1

Im trying to split a string in C#. The string looks like this:

string line = "red,\"\",blue,\"green\",\"blue,orange\",,\"black\",yellow";

The result should be:

string[] result = { "red", "", "blue", "green", "blue,orange", "", "black", "yellow" };

Note that the delimiter is "," but inside double quotes it is ignored. Also note that not every substring between the delimiter is surrounded by quotes. I would like an answer where the delimiter is a string if possible. I don't mind if the double quotes are included inside the elements of the result array, like:

string[] result = { "red", "\"\"", "blue", "\"green\"", "\"blue,orange\"", "", "\"black\"", "yellow" };
Soner Gönül
  • 97,193
  • 102
  • 206
  • 364
  • 3
    Some kind of regular-expression might be able to do this, otherwise consider doing this using a simple state-machine parser. – Dai Apr 25 '14 at 07:13
  • possible duplicate of [split a comma-separated string with both quoted and unquoted strings](http://stackoverflow.com/questions/3776458/split-a-comma-separated-string-with-both-quoted-and-unquoted-strings) – lc. Apr 25 '14 at 07:18
  • Its the regular expression Im looking for because I'd like to avoid creating my own parser. – Kostas Robotis Apr 25 '14 at 07:20

1 Answers1

3

This is a 2-state machine that reads each character in the string, when it encounters a double-quote it will enter a state where it will treat every subsequent character as part of the value until it encounters another double-quote.
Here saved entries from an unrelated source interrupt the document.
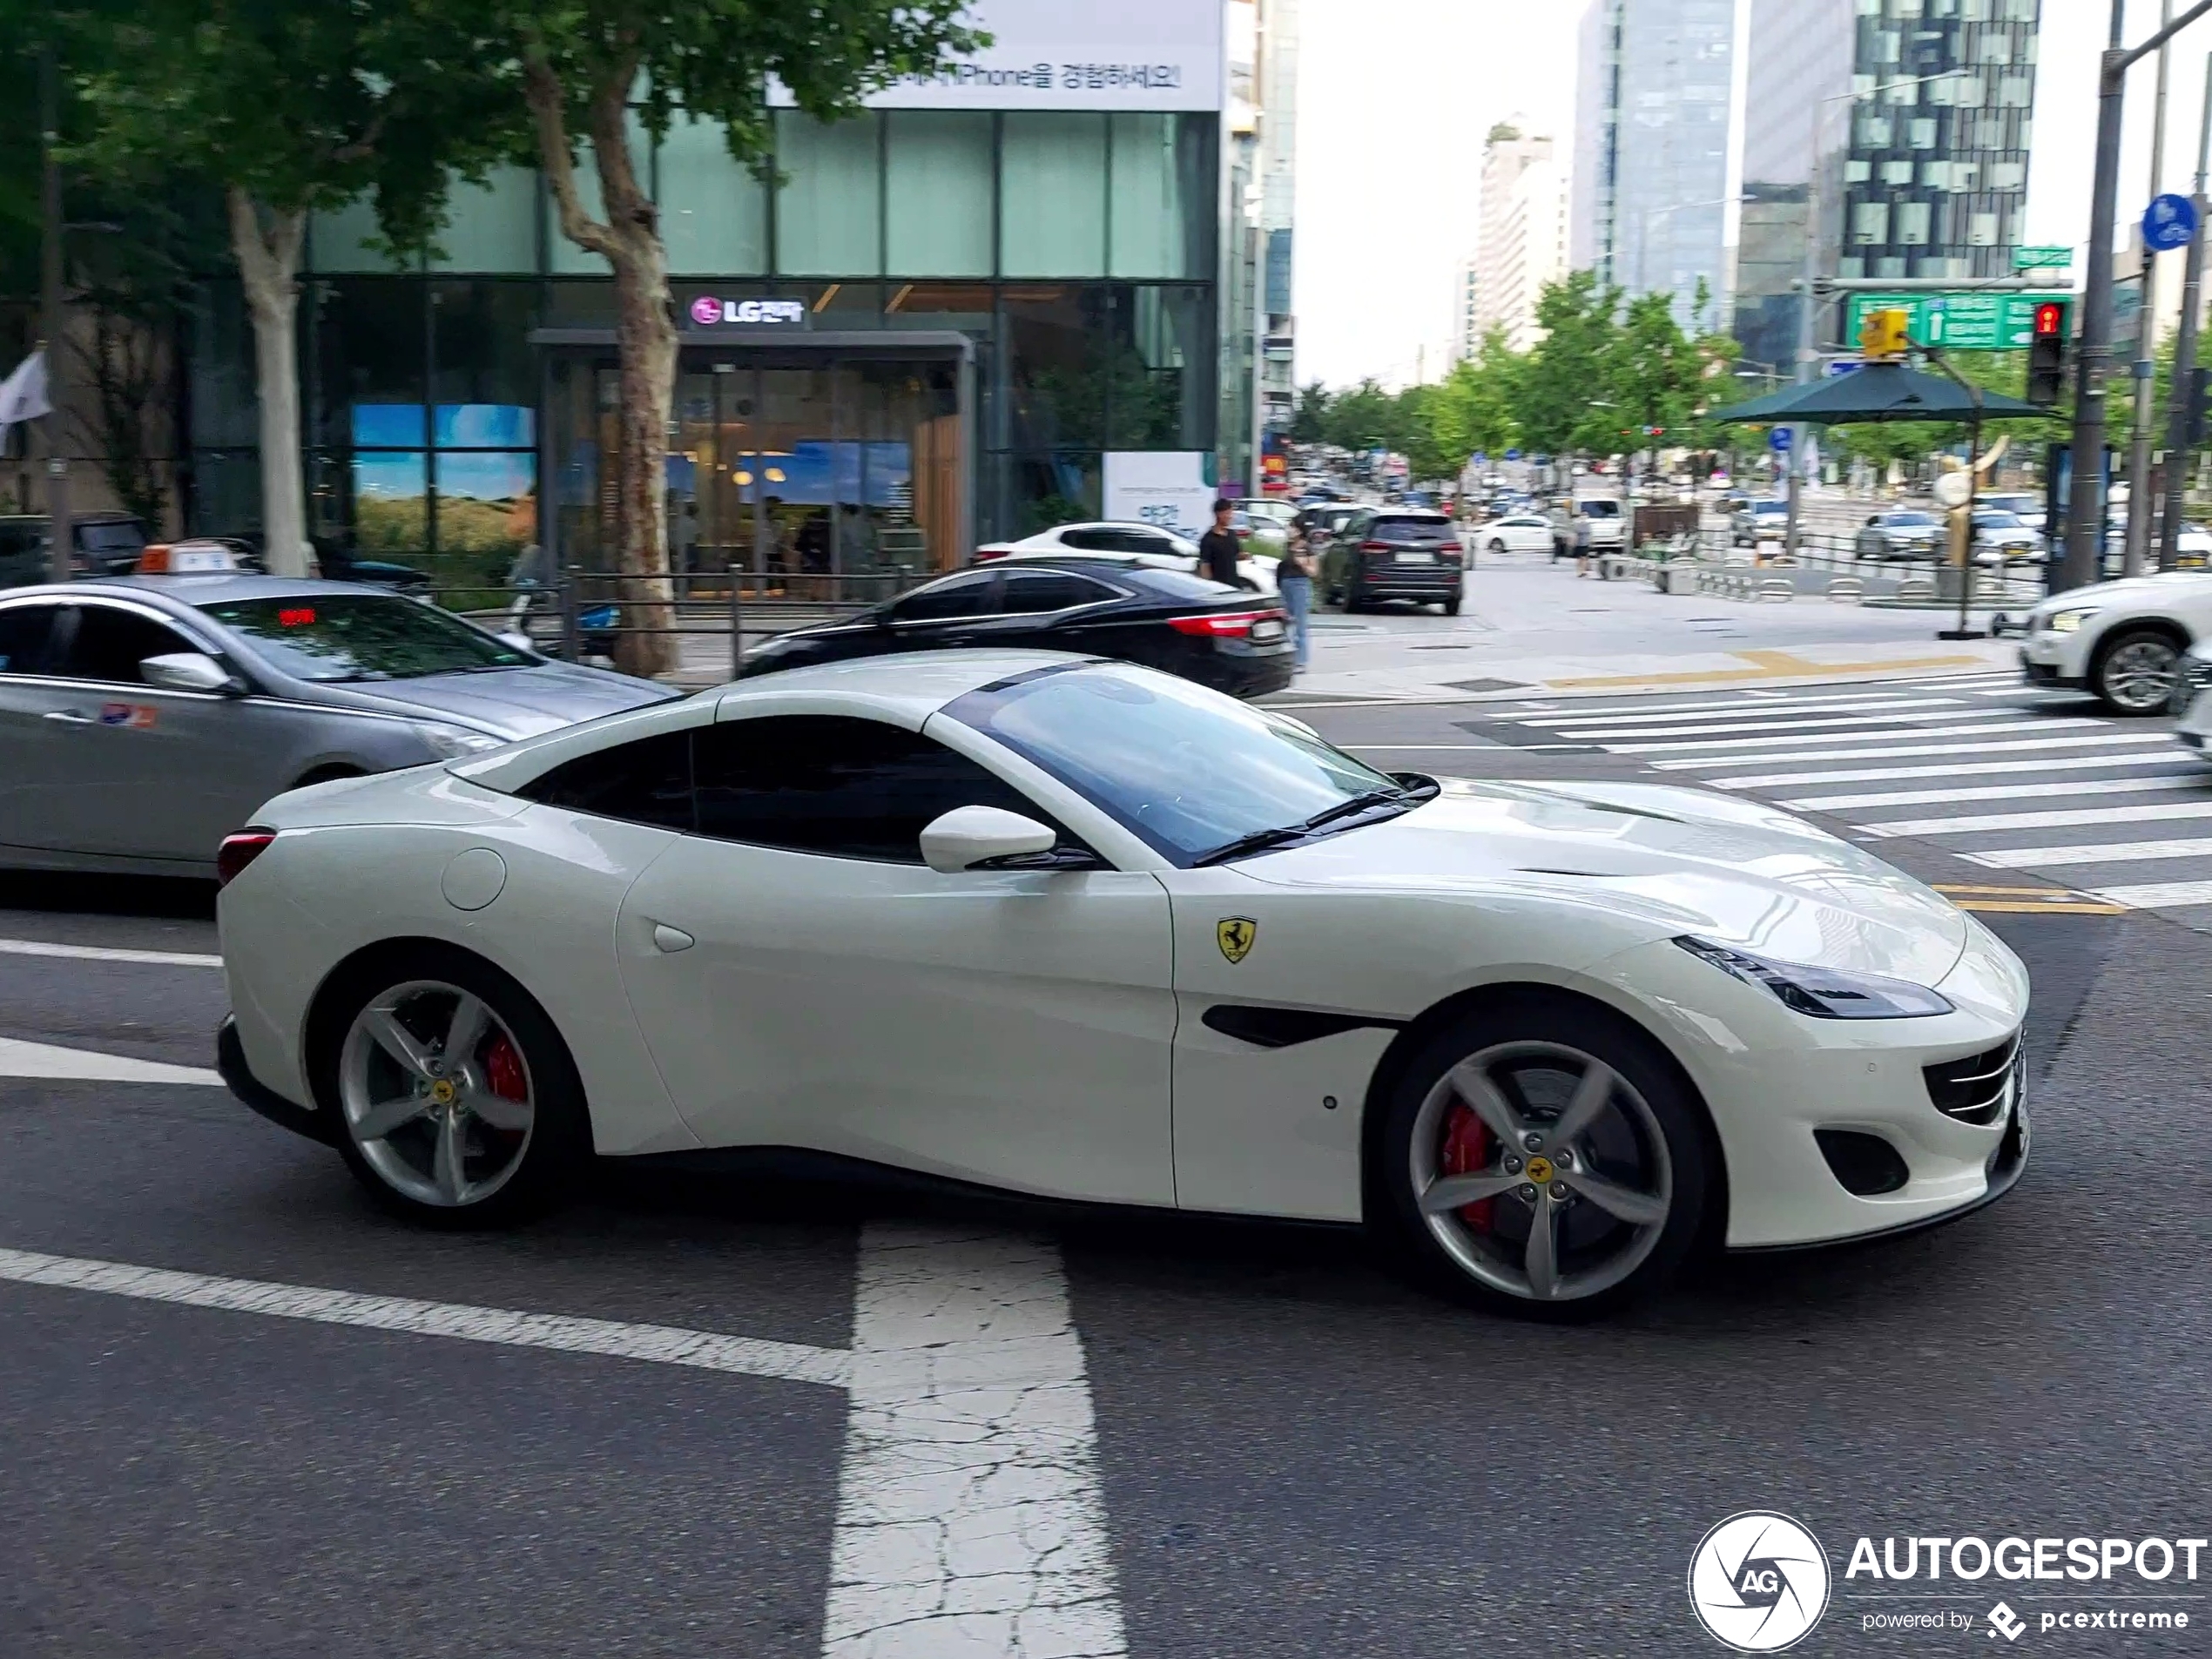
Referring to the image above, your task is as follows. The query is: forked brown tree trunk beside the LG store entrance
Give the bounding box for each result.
[524,51,677,675]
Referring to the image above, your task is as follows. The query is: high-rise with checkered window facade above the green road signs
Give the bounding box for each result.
[1734,0,2040,376]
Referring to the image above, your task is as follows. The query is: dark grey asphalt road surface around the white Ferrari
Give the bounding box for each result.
[0,681,2212,1659]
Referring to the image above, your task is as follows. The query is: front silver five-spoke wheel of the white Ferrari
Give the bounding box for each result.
[1412,1042,1675,1303]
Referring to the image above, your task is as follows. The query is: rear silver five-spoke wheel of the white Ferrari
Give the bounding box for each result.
[339,980,537,1208]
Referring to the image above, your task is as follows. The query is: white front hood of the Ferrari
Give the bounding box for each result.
[1238,779,1966,984]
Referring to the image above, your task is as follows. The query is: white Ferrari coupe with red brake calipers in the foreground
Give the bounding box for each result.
[219,652,2028,1314]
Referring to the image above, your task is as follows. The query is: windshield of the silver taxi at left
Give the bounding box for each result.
[199,593,537,685]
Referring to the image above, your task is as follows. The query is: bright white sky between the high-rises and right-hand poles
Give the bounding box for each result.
[1294,0,2212,385]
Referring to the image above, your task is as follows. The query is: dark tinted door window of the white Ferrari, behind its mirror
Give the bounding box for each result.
[695,714,1044,865]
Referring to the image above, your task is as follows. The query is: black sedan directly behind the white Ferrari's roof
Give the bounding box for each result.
[741,557,1291,697]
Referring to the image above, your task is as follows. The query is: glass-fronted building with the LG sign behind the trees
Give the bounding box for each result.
[188,102,1224,579]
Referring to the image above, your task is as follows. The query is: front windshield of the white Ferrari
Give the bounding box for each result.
[945,664,1405,867]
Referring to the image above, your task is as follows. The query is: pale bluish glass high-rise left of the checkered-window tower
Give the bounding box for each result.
[1570,0,1737,319]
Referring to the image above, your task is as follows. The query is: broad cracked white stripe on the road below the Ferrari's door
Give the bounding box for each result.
[823,1224,1128,1659]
When it's in the normal state it will form a string from each character encountered until it encounters a comma and adds it to a list of strings to return:

enum State {
    InQuotes,
    InValue
}

List<String> result = new List<String>();

using(TextReader rdr = new StringReader( line )) {

    State state = State.InValue;
    StringBuilder sb = new StringBuilder();

    Int32 nc; Char c;
    while( (nc = rdr.Read()) != -1 ) {
        c = (Char)nc;

        switch( state ) {

            case State.InValue:

                if( c == '"' ) {
                    state = State.InQuotes;
                } else if( c == ',' ) {
                    result.Add( sb.ToString() );
                    sb.Length = 0;
                } else {
                    sb.Append( c );
                }
                break;
            case State.InQuotes:

                if( c == '"' ) {
                    state = State.InValue;
                } else {
                    sb.Append( c );
                }
                break;
        } // switch
    } // while
    if( sb.Length > 0 ) result.Add( sb.ToString() );
} // using
Dai
  • 141,631
  • 28
  • 261
  • 374